RFR (trivial): 8214217: [TESTBUG] runtime/appcds/LotsOfClasses.java failed on solaris sparcv9

Mon Nov 26 23:55:15 UTC 2018

Hi Ioi,

On 11/26/18 3:35 PM, Ioi Lam wrote:

> As I commented on the bug report, we should improve the error message. 
> Also, maybe we can force GC to allow the test to run with less heap.

Updating the error message sounds good to me.
>
> A 3GB heap seems excessive. I was able to run the test with -Xmx256M 
> on Linux.

Using a small heap (with only little extra space) might still run into 
the issue in the future. As I pointed out, alignment and GC activities 
are also factors. Allocation size might also change in the future.

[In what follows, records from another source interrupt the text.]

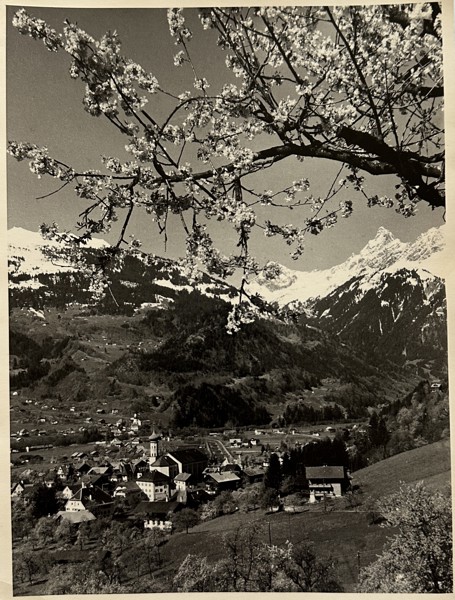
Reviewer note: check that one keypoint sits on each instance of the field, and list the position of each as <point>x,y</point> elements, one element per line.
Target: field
<point>429,463</point>
<point>342,534</point>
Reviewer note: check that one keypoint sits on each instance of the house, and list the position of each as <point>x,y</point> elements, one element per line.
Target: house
<point>139,466</point>
<point>235,442</point>
<point>91,498</point>
<point>155,485</point>
<point>254,475</point>
<point>69,491</point>
<point>127,489</point>
<point>82,468</point>
<point>17,490</point>
<point>75,517</point>
<point>326,481</point>
<point>220,482</point>
<point>190,460</point>
<point>157,515</point>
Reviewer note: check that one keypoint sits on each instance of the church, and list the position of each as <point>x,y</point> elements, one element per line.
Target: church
<point>174,470</point>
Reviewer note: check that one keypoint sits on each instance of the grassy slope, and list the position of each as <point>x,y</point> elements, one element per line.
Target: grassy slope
<point>340,533</point>
<point>429,463</point>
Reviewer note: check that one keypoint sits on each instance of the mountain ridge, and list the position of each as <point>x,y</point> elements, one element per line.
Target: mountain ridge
<point>383,252</point>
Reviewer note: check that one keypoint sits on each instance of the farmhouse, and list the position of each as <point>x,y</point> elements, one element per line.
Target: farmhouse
<point>219,482</point>
<point>157,515</point>
<point>155,485</point>
<point>326,481</point>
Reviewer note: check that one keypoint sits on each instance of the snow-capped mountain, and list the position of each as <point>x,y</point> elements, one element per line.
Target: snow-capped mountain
<point>27,257</point>
<point>37,281</point>
<point>399,314</point>
<point>383,252</point>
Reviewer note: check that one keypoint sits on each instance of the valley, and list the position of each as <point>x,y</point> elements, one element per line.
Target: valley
<point>104,392</point>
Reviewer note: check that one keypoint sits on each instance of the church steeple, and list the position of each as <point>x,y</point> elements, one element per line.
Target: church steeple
<point>154,446</point>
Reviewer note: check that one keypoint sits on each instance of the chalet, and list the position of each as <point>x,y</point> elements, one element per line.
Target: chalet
<point>220,482</point>
<point>93,499</point>
<point>157,515</point>
<point>254,475</point>
<point>75,516</point>
<point>82,468</point>
<point>127,489</point>
<point>139,466</point>
<point>165,465</point>
<point>69,491</point>
<point>17,490</point>
<point>236,442</point>
<point>326,481</point>
<point>190,460</point>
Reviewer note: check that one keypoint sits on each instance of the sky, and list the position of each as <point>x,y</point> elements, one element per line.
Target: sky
<point>44,106</point>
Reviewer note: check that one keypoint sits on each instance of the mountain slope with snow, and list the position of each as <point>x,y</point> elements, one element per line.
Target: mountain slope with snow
<point>35,280</point>
<point>383,252</point>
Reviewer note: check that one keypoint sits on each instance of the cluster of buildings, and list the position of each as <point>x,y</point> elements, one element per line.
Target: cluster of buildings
<point>154,486</point>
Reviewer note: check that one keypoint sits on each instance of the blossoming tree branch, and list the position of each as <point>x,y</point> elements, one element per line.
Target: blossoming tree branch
<point>360,86</point>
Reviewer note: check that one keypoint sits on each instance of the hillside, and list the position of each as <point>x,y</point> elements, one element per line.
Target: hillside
<point>430,463</point>
<point>175,364</point>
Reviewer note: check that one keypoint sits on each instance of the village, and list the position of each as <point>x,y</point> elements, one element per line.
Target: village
<point>152,478</point>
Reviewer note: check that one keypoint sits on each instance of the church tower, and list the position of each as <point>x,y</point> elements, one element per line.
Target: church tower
<point>154,447</point>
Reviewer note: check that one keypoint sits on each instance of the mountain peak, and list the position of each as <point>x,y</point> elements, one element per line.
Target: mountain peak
<point>384,236</point>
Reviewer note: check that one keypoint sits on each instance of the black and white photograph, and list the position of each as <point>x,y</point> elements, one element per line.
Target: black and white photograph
<point>228,254</point>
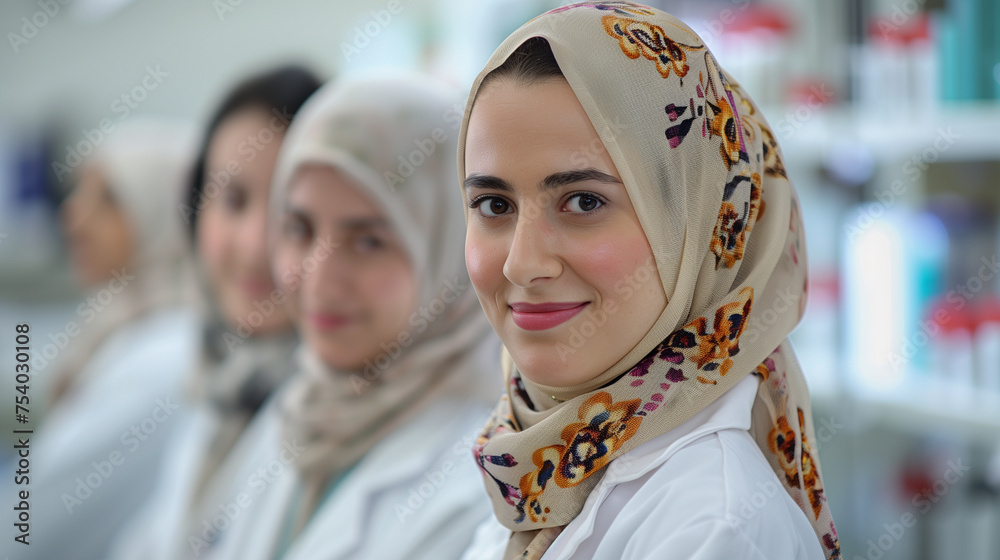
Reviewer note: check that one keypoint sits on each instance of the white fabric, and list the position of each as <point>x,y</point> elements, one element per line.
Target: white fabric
<point>145,163</point>
<point>136,379</point>
<point>368,516</point>
<point>736,508</point>
<point>159,530</point>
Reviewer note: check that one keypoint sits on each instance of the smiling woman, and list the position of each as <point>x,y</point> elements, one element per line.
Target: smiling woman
<point>616,180</point>
<point>546,241</point>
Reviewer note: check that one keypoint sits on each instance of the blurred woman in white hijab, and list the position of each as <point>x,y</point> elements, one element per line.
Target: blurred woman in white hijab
<point>247,338</point>
<point>365,454</point>
<point>117,390</point>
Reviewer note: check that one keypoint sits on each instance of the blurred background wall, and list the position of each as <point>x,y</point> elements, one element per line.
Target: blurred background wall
<point>888,112</point>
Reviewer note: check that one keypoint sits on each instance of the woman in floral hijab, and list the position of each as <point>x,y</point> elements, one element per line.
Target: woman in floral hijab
<point>637,245</point>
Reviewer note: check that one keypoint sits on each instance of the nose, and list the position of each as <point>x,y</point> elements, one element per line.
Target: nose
<point>252,239</point>
<point>532,256</point>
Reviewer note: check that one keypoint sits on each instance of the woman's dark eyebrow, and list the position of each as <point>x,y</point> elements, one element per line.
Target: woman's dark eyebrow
<point>568,177</point>
<point>554,180</point>
<point>480,181</point>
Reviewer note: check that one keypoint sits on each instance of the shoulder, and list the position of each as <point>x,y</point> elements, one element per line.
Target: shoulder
<point>715,496</point>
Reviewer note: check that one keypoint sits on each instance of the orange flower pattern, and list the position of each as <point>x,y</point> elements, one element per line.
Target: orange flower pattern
<point>638,38</point>
<point>800,472</point>
<point>589,445</point>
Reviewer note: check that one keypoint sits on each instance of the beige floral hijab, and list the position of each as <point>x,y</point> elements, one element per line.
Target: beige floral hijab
<point>706,178</point>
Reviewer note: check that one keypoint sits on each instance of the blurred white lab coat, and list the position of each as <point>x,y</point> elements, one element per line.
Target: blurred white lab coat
<point>417,494</point>
<point>702,491</point>
<point>96,457</point>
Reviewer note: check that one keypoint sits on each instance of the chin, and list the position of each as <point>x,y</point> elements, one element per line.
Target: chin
<point>546,368</point>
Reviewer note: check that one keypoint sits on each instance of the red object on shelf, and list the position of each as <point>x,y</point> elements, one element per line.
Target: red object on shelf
<point>891,29</point>
<point>762,18</point>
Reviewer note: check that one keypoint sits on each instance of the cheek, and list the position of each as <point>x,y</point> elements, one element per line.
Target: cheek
<point>390,290</point>
<point>286,277</point>
<point>214,243</point>
<point>484,258</point>
<point>612,262</point>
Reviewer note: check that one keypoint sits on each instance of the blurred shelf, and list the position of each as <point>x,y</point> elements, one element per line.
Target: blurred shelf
<point>960,132</point>
<point>923,407</point>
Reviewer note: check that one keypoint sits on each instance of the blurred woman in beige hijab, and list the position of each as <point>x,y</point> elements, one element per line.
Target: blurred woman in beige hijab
<point>96,456</point>
<point>364,455</point>
<point>637,245</point>
<point>247,338</point>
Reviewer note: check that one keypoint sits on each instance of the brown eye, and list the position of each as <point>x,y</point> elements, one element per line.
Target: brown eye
<point>296,229</point>
<point>491,206</point>
<point>234,198</point>
<point>583,203</point>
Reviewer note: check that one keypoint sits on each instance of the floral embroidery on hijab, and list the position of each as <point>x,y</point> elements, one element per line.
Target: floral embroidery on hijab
<point>648,40</point>
<point>589,447</point>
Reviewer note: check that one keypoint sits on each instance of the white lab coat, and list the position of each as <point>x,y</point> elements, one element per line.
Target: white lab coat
<point>159,531</point>
<point>702,491</point>
<point>89,471</point>
<point>417,494</point>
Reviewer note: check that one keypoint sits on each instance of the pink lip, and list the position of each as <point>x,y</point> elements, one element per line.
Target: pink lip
<point>328,321</point>
<point>541,316</point>
<point>256,288</point>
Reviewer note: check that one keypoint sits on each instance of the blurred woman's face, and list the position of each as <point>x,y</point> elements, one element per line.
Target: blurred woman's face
<point>232,224</point>
<point>350,282</point>
<point>98,232</point>
<point>554,247</point>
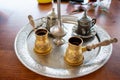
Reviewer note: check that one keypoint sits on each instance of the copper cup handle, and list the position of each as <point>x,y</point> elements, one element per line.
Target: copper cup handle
<point>93,22</point>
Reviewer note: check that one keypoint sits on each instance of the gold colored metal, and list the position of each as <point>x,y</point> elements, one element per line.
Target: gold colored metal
<point>42,43</point>
<point>74,53</point>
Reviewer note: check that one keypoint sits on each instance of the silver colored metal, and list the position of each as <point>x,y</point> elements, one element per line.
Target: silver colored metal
<point>51,19</point>
<point>58,30</point>
<point>53,64</point>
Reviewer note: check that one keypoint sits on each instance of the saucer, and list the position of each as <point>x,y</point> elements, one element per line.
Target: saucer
<point>92,33</point>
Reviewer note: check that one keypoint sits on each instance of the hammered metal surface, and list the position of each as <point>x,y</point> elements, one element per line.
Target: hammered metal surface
<point>53,65</point>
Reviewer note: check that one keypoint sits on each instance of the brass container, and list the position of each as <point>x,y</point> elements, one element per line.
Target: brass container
<point>84,25</point>
<point>74,52</point>
<point>42,43</point>
<point>73,55</point>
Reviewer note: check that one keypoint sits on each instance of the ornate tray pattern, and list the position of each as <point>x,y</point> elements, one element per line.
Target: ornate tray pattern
<point>53,65</point>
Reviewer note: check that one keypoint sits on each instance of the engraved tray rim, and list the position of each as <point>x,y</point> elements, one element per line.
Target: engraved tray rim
<point>32,67</point>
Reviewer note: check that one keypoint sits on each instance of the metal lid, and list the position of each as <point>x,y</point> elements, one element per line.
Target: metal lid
<point>84,20</point>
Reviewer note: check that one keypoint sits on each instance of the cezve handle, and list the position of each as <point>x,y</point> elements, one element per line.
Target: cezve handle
<point>104,43</point>
<point>32,21</point>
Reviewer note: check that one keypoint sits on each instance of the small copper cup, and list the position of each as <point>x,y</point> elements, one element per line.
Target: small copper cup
<point>74,52</point>
<point>73,55</point>
<point>42,43</point>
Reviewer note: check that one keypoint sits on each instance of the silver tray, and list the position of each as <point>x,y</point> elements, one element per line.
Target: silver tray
<point>53,65</point>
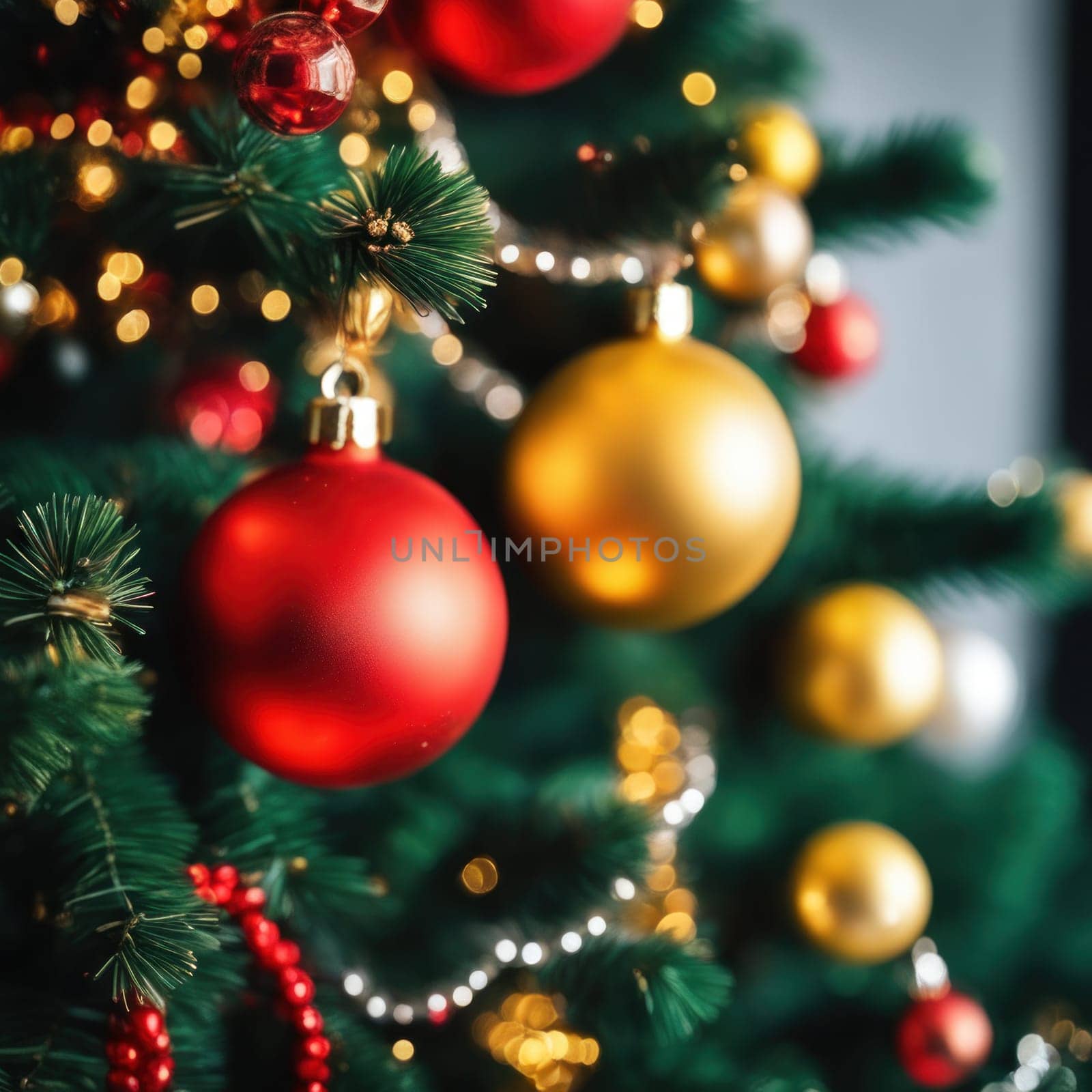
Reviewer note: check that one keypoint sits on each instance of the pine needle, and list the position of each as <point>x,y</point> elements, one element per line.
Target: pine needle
<point>930,173</point>
<point>52,715</point>
<point>422,232</point>
<point>620,986</point>
<point>123,846</point>
<point>72,576</point>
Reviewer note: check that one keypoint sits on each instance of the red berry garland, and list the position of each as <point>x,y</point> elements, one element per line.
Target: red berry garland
<point>221,886</point>
<point>139,1052</point>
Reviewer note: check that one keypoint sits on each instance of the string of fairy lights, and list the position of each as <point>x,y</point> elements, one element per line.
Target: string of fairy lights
<point>665,766</point>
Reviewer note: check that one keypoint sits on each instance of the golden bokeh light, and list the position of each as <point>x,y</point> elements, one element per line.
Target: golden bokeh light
<point>63,127</point>
<point>66,12</point>
<point>127,267</point>
<point>162,136</point>
<point>189,66</point>
<point>447,349</point>
<point>205,300</point>
<point>154,41</point>
<point>100,132</point>
<point>11,271</point>
<point>276,305</point>
<point>398,85</point>
<point>699,89</point>
<point>647,14</point>
<point>422,116</point>
<point>16,139</point>
<point>98,183</point>
<point>480,876</point>
<point>132,326</point>
<point>526,1035</point>
<point>354,150</point>
<point>254,376</point>
<point>57,307</point>
<point>109,287</point>
<point>141,93</point>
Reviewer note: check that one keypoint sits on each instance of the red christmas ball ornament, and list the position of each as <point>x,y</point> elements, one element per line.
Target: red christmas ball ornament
<point>347,16</point>
<point>841,340</point>
<point>294,74</point>
<point>511,47</point>
<point>349,624</point>
<point>942,1041</point>
<point>227,403</point>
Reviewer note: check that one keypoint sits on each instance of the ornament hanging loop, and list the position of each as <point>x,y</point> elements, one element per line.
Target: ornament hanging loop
<point>345,415</point>
<point>345,373</point>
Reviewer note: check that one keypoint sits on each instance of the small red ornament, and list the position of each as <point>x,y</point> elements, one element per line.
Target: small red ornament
<point>227,403</point>
<point>513,47</point>
<point>138,1046</point>
<point>324,651</point>
<point>347,16</point>
<point>942,1041</point>
<point>841,340</point>
<point>294,74</point>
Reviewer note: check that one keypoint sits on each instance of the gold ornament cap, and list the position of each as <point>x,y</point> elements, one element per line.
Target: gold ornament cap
<point>664,311</point>
<point>345,415</point>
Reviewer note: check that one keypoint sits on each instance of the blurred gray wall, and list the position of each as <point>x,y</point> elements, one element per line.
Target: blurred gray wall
<point>971,354</point>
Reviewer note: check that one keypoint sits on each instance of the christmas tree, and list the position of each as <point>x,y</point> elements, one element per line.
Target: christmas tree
<point>431,658</point>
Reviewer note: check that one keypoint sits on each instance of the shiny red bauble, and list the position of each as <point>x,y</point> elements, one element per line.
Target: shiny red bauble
<point>511,47</point>
<point>841,340</point>
<point>227,403</point>
<point>347,16</point>
<point>942,1041</point>
<point>294,74</point>
<point>319,655</point>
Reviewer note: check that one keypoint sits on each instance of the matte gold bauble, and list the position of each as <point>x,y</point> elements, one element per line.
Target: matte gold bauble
<point>861,891</point>
<point>1075,497</point>
<point>758,242</point>
<point>862,665</point>
<point>662,468</point>
<point>778,143</point>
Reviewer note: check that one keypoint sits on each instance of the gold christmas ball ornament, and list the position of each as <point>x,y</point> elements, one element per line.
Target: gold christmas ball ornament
<point>759,240</point>
<point>1075,498</point>
<point>862,665</point>
<point>861,893</point>
<point>657,478</point>
<point>777,143</point>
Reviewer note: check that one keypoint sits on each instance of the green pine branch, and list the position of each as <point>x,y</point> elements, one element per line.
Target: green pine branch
<point>71,576</point>
<point>247,171</point>
<point>412,227</point>
<point>27,184</point>
<point>418,229</point>
<point>631,109</point>
<point>618,988</point>
<point>53,715</point>
<point>930,173</point>
<point>362,1057</point>
<point>121,848</point>
<point>263,824</point>
<point>859,524</point>
<point>46,1046</point>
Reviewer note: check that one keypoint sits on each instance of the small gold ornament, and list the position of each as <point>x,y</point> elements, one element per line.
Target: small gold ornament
<point>657,476</point>
<point>480,876</point>
<point>861,891</point>
<point>777,143</point>
<point>760,240</point>
<point>1075,497</point>
<point>862,665</point>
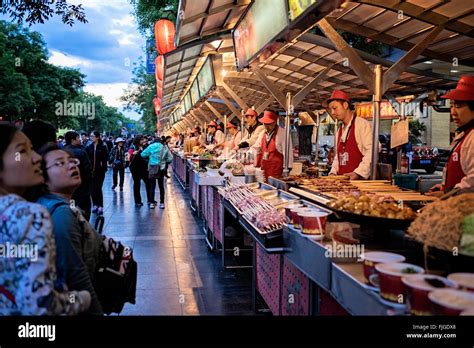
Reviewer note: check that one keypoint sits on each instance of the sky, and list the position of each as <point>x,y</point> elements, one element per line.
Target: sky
<point>104,49</point>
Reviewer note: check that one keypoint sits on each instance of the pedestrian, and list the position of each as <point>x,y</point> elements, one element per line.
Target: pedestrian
<point>29,286</point>
<point>77,242</point>
<point>139,170</point>
<point>158,155</point>
<point>117,160</point>
<point>98,154</point>
<point>82,195</point>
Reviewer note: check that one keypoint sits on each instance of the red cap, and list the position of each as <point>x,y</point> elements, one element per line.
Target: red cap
<point>269,117</point>
<point>337,94</point>
<point>251,112</point>
<point>464,90</point>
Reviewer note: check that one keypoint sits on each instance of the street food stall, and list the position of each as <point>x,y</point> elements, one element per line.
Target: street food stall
<point>323,245</point>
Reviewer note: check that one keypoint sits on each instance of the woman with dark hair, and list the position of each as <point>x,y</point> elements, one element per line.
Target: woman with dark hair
<point>77,242</point>
<point>27,282</point>
<point>98,155</point>
<point>139,170</point>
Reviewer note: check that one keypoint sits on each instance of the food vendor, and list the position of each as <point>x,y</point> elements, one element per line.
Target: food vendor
<point>459,170</point>
<point>216,136</point>
<point>272,146</point>
<point>253,131</point>
<point>354,139</point>
<point>235,134</point>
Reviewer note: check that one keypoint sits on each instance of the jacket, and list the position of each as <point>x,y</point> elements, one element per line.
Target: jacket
<point>98,157</point>
<point>116,155</point>
<point>77,245</point>
<point>31,280</point>
<point>154,152</point>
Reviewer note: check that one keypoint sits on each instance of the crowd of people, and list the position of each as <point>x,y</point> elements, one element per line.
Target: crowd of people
<point>49,186</point>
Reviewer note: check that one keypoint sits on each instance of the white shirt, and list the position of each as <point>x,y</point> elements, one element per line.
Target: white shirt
<point>219,137</point>
<point>467,162</point>
<point>279,143</point>
<point>252,139</point>
<point>363,135</point>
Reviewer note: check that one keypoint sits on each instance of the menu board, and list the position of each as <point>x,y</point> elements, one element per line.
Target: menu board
<point>187,102</point>
<point>297,7</point>
<point>194,92</point>
<point>262,23</point>
<point>205,78</point>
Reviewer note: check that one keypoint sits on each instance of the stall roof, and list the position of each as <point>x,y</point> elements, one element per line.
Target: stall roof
<point>201,18</point>
<point>404,23</point>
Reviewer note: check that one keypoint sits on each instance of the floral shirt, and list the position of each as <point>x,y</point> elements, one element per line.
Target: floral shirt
<point>28,263</point>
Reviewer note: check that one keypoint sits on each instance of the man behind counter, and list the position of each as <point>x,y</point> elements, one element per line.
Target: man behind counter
<point>354,139</point>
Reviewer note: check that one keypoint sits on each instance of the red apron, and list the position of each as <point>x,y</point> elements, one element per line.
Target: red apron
<point>348,154</point>
<point>453,170</point>
<point>272,160</point>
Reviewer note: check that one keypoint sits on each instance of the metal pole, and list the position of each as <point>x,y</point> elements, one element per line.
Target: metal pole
<point>399,151</point>
<point>289,111</point>
<point>376,123</point>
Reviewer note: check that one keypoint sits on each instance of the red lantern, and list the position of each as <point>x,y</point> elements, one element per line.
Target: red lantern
<point>159,68</point>
<point>164,36</point>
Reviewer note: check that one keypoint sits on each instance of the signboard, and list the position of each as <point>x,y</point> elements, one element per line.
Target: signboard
<point>263,22</point>
<point>194,92</point>
<point>298,7</point>
<point>150,57</point>
<point>399,133</point>
<point>205,78</point>
<point>366,110</point>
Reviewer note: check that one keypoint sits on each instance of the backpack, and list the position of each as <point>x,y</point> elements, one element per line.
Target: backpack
<point>116,276</point>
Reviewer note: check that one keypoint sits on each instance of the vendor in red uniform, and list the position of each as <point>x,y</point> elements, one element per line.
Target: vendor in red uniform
<point>459,170</point>
<point>354,139</point>
<point>272,146</point>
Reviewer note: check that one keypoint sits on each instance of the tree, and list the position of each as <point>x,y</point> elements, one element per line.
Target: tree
<point>140,93</point>
<point>39,11</point>
<point>29,85</point>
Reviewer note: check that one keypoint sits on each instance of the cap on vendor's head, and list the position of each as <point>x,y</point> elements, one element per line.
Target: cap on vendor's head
<point>251,112</point>
<point>337,94</point>
<point>230,125</point>
<point>268,117</point>
<point>464,90</point>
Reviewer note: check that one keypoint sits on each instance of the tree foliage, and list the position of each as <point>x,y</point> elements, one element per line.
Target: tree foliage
<point>32,88</point>
<point>39,11</point>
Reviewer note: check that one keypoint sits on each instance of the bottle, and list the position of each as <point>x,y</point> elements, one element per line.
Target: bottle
<point>404,169</point>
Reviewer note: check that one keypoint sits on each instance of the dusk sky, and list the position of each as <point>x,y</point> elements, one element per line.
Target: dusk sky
<point>104,49</point>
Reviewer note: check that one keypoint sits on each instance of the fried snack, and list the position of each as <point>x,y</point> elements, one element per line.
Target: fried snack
<point>439,225</point>
<point>372,205</point>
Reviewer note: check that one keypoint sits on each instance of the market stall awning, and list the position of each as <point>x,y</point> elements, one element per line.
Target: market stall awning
<point>402,24</point>
<point>202,18</point>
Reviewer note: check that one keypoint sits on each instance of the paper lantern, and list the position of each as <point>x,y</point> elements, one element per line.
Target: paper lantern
<point>159,68</point>
<point>164,36</point>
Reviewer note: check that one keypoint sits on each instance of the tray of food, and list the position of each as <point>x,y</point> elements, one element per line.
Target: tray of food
<point>373,210</point>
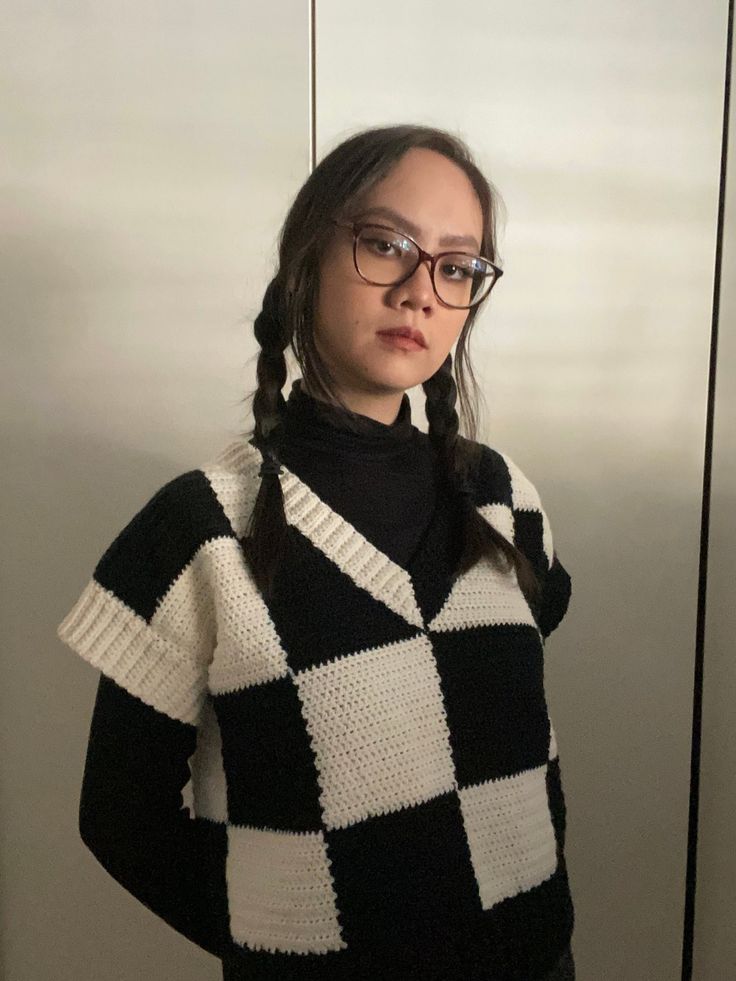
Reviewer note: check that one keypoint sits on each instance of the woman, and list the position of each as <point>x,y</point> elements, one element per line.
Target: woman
<point>341,620</point>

An alternative approach is to fix the test to recognize the 
fragmentation issue and don't report failure in that case. I'm now in 
favor of that approach since it's more flexible. We can also set a 
smaller heap size (such as 256M) in the test safely.
>
> Also, I don't understand what you mean by "all observed allocations 
> were done in the lower 2G range.". Why would heap fragmentation be 
> related to the location of the heap?

In my test run, only the heap regions in the lower 2G heap range were 
used for object allocations. It's not related to the heap location.

Thanks,
Jiangli
>
> Thanks
>
> - Ioi
>
>
> On 11/26/18 3:23 PM, Jiangli Zhou wrote:
>> Hi Ioi,
>>
>>
>> On 11/26/18 2:00 PM, Ioi Lam wrote:
>>> Hi Jiangli,
>>>
>>> -Xms3G will most likely fail on 32-bit platforms.
>>
>> We can make the change for 64-bit platform only since it's a 64-bit 
>> problem only. We do not archive java objects with 32-bit platform.
>>>
>>> BTW, why would this test fail only on Solaris and not linux? The 
>>> test doesn't specify heap size, so the initial heap size setting is 
>>> picked by Ergonomics. Can you reproduce the failure on Linux by 
>>> using the same heap size settings used by the failed Solaris runs?
>>
>> The failed Solaris run didn't set heap size explicitly. The heap size 
>> was determined by GC ergonomics, as you pointed out above. I ran the 
>> test this morning on the same solaris sparc machine using the same 
>> binary that was reported for the issue. In my test run, a very large 
>> heap (>26G) was used according to the gc region logging output. So 
>> the test didn't run into the heap fragmentation issue. All observed 
>> allocations were done in the lower 2G range.
>>
>> I don't think it is a Solaris only issue. If the heap size is small 
>> enough, you could run into the issue on all supported platforms. The 
>> issue could appear to be intermittent due to alignment and GC 
>> activities even with the same heap size that the failure was reported.
>>
>> On linux x64 machine, I can force the test to failure with the 
>> fragmentation error with 200M java heap.
>>>
>>> I think it's better to find out the root cause than just to mask it. 
>>> The purpose of LotsOfClasses.java is to stress the system to find 
>>> out potential bugs.
>>
>> I think this is a test issue, but not a CDS/GC issue. The test loads 
>> >20000 classes, but doesn't set java heap size. Relying on GC 
>> ergonomics to determine the 'right' heap size is incorrect in this 
>> case since dumping objects requires consecutive gc regions. 
>> Specifying the GC heap size explicitly doesn't 'mask' the issue, but 
>> is the right thing to do. :)
>>
>> Thanks,
>> Jiangli
>>
>>>
>>> Thanks
>>>
>>> - Ioi
>>>
>>>
>>> On 11/26/18 1:41 PM, Jiangli Zhou wrote:
>>>> Please review the following test fix, which sets the java heap size 
>>>> to 3G for dumping with large number of classes.
>>>>
>>>>   webrev: http://cr.openjdk.java.net/~jiangli/8214217/webrev.00/
>>>>
>>>>   bug: https://bugs.openjdk.java.net/browse/JDK-8214217
>>>>
>>>> Tested with tier1 and tier3. Also ran the test 100 times on 
>>>> solaris-sparcv9 via mach5.
>>>>
>>>> Thanks,
>>>>
>>>> Jiangli
>>>>
>>>
>>
>